Our prehistoric ancestors just may have eaten pancakes.
Analyses of starch grains on 30,000-year-old grinding tools suggest that Stone Age cooks were making flour out of cattails and ferns—which, researchers guess, was likely mixed with water and baked on a hot, possibly greased, rock. The result may have been something at least along the same lines as a pancake.
Pancake Day - Shrove Tuesday
By the time Otzi the Iceman set off on his final hike 5,300 years ago, pancakes—or at least something pancake-like—seem to have been a common item of diet. Otzi, whose remains were discovered in a rocky gully in the Italian Alps in 1991, provided us with a wealth of information about what a dinner in the Neolithic ate. His last meals—along with red deer and ibex—featured ground einkorn wheat. The bits of charcoal he consumed along with it suggest that it was in the form of a pancake, cooked over an open fire.

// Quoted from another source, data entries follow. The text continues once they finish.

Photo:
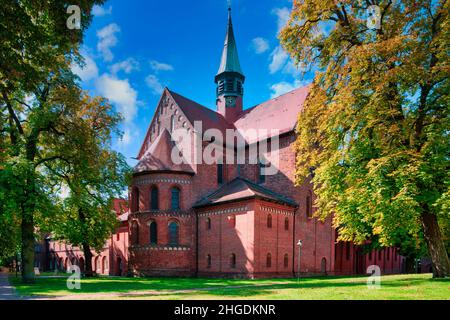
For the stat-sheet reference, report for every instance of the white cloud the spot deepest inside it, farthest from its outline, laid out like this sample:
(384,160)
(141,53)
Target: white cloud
(260,45)
(88,71)
(154,84)
(283,87)
(99,11)
(279,58)
(128,137)
(282,15)
(106,40)
(120,93)
(159,66)
(126,66)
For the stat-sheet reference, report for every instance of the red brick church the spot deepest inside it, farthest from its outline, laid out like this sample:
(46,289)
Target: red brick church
(227,219)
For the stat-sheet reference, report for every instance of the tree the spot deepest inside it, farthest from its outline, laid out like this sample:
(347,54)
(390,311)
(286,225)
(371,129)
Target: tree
(36,50)
(374,129)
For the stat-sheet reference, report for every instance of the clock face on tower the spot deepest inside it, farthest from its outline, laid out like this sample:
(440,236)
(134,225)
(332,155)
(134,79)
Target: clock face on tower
(230,101)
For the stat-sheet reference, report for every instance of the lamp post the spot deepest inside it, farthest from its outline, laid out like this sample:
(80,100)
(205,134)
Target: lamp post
(299,244)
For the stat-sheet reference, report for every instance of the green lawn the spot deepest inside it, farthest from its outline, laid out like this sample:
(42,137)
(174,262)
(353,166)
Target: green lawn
(412,286)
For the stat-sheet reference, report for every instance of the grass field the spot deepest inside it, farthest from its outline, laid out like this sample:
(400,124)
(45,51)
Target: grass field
(412,286)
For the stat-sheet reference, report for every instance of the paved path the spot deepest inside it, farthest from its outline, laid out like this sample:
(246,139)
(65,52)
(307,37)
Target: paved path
(7,291)
(144,293)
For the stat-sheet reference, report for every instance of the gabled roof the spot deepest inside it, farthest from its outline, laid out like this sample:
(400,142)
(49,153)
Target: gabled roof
(158,157)
(279,113)
(230,59)
(196,112)
(240,189)
(120,207)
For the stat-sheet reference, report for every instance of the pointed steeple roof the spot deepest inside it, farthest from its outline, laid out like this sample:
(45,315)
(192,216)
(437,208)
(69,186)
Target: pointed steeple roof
(230,59)
(158,157)
(242,189)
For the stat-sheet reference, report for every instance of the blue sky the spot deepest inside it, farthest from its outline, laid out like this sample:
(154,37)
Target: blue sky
(133,49)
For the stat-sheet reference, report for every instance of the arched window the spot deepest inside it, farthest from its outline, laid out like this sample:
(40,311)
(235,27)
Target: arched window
(153,233)
(261,172)
(232,260)
(286,223)
(134,233)
(232,221)
(154,198)
(135,196)
(269,260)
(172,123)
(309,204)
(219,173)
(323,265)
(175,198)
(269,221)
(174,231)
(104,265)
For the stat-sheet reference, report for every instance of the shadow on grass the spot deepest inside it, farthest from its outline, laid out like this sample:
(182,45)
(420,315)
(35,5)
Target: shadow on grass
(124,287)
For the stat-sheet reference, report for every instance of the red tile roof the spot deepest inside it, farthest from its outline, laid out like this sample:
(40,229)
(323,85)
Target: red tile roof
(158,157)
(196,112)
(240,189)
(278,113)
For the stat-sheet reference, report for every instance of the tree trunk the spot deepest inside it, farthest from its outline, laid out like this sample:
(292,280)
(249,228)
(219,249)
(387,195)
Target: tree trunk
(88,260)
(27,228)
(436,247)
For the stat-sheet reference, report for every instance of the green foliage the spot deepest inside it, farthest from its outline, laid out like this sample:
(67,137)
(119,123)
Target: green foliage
(375,125)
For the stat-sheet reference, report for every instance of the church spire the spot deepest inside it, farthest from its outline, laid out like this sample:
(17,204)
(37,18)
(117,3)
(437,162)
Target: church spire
(229,78)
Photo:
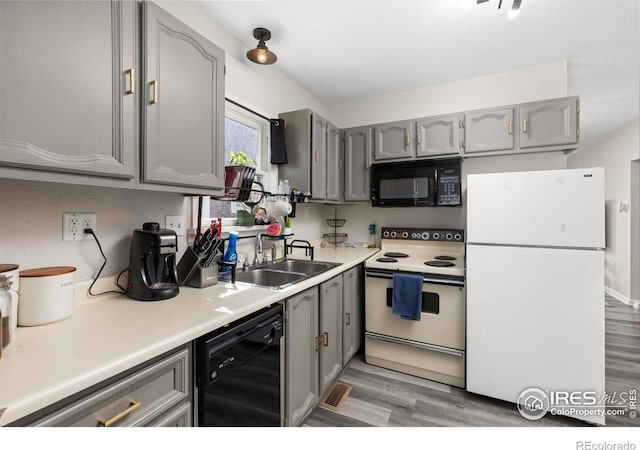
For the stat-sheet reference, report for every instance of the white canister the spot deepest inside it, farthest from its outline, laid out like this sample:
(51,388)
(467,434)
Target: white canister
(11,271)
(47,294)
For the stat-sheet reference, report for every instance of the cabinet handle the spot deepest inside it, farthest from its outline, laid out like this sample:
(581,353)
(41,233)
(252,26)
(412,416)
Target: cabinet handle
(319,341)
(133,404)
(132,87)
(154,97)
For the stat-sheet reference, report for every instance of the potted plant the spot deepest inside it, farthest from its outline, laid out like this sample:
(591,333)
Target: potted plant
(238,176)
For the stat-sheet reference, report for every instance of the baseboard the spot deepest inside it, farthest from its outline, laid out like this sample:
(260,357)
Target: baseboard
(622,298)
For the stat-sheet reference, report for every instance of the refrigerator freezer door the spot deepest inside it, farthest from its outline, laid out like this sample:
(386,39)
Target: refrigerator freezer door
(563,208)
(535,318)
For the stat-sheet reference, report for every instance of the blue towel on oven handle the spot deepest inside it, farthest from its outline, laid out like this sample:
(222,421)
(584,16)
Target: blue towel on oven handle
(407,296)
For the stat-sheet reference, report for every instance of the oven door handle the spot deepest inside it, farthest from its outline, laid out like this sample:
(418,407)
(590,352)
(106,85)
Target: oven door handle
(420,345)
(389,276)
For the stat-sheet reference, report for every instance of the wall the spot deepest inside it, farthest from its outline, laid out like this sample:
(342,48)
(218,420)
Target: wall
(535,83)
(31,230)
(615,153)
(531,84)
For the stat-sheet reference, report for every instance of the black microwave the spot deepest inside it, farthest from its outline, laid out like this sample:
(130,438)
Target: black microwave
(427,182)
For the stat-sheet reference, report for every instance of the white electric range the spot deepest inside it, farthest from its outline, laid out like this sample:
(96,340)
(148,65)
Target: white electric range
(434,346)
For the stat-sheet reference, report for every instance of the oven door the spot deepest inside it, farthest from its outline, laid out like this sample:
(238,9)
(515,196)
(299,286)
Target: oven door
(442,322)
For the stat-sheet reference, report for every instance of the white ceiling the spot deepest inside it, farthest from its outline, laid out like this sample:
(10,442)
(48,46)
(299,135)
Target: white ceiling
(351,49)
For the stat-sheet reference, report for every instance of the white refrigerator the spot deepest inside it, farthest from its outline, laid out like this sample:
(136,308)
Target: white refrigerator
(535,287)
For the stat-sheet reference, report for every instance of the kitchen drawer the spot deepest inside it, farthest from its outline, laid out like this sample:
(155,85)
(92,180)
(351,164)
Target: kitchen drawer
(140,399)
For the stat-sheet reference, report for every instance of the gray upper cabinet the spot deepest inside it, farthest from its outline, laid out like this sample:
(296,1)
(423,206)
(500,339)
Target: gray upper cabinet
(489,130)
(357,159)
(183,105)
(438,136)
(302,347)
(334,164)
(548,123)
(394,140)
(319,155)
(330,331)
(313,151)
(68,89)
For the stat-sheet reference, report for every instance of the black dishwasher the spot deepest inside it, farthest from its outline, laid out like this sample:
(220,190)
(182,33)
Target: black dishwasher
(238,372)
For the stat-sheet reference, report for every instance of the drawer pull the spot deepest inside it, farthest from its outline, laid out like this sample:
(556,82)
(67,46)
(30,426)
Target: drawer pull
(154,97)
(131,75)
(133,404)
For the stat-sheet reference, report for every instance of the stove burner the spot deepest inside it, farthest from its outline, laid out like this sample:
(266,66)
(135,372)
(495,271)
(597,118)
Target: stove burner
(387,260)
(396,255)
(440,263)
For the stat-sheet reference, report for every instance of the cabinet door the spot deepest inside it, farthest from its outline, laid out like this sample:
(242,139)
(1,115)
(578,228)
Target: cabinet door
(334,164)
(437,136)
(331,331)
(549,123)
(183,105)
(394,140)
(352,312)
(68,86)
(301,355)
(357,157)
(489,130)
(319,157)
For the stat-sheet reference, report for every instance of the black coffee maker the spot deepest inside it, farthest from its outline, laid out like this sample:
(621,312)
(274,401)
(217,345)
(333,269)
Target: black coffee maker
(152,263)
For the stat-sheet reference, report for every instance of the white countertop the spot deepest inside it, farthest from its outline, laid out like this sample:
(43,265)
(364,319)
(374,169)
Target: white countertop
(109,334)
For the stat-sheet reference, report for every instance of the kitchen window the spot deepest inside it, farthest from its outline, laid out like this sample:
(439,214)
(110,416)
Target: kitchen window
(247,132)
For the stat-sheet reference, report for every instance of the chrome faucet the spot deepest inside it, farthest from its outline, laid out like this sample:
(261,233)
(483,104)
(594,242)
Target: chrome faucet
(256,260)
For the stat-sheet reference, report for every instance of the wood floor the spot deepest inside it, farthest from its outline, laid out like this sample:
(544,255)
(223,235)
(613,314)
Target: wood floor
(384,398)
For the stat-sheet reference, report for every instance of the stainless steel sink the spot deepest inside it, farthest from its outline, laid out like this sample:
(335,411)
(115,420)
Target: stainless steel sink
(303,266)
(279,274)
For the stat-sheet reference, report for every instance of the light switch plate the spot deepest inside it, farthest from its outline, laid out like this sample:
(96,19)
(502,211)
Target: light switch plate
(175,223)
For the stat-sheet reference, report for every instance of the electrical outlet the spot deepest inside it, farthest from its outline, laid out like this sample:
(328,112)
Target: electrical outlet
(175,223)
(73,225)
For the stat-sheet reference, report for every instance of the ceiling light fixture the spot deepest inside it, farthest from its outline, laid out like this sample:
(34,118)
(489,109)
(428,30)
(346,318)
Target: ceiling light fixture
(261,54)
(514,12)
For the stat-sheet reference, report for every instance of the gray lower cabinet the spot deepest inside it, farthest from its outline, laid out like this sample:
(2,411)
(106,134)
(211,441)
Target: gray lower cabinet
(438,136)
(330,331)
(489,130)
(157,394)
(68,90)
(357,160)
(313,347)
(352,305)
(548,123)
(314,154)
(183,105)
(393,140)
(301,361)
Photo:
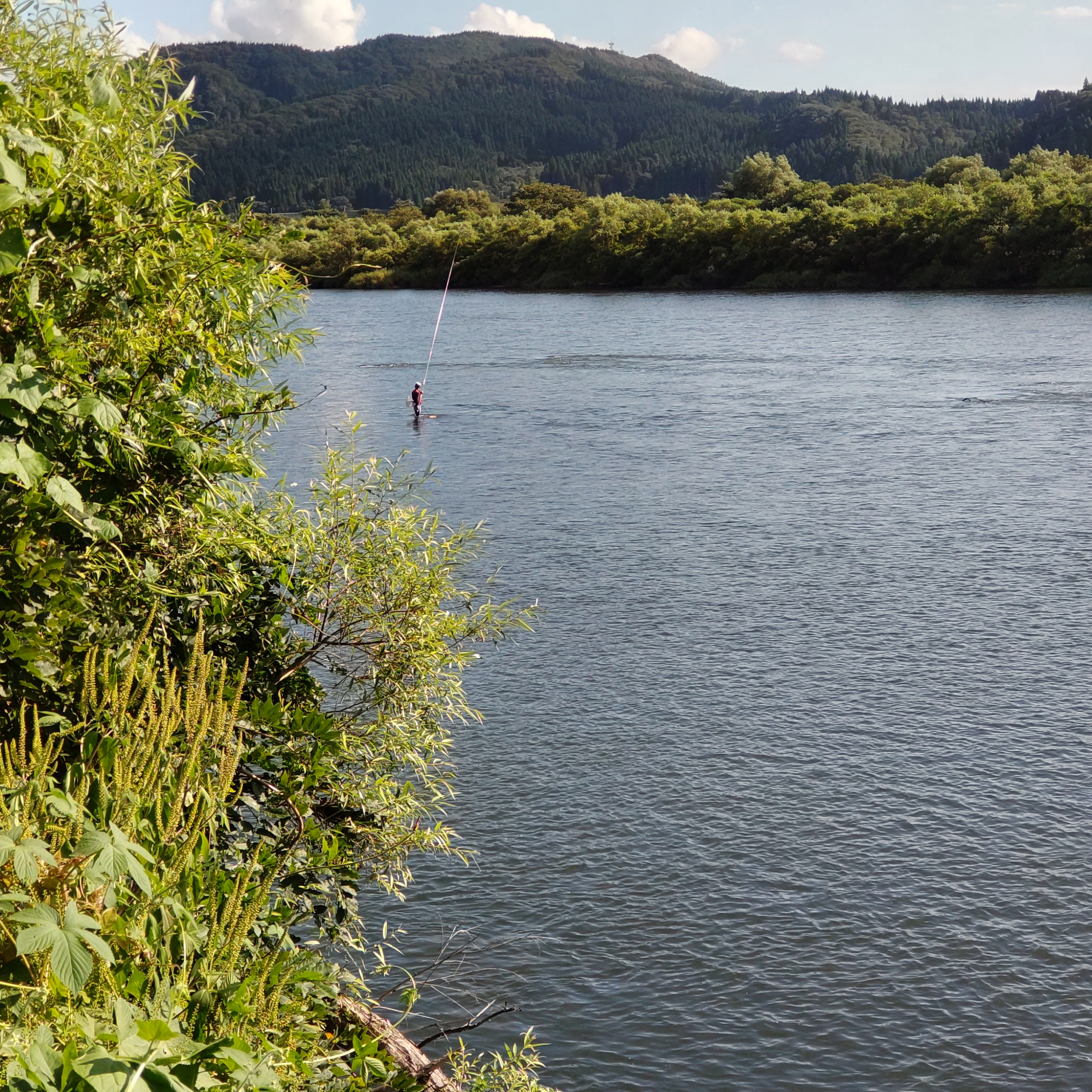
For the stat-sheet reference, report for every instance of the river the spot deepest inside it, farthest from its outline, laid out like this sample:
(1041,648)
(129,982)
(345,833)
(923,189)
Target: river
(791,787)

Whatever the age of the primal pancake, it’s clearly an ancient form of food, as evidenced by its ubiquity in cultural traditions across the globe. The ancient Greeks and Romans ate pancakes, sweetened with honey; the Elizabethans ate them flavoured with spices, rosewater, sherry, and apples. They were traditionally eaten in quantity on Shrove Tuesday or Pancake Day, a day of feasting and partying before the beginning of Lent.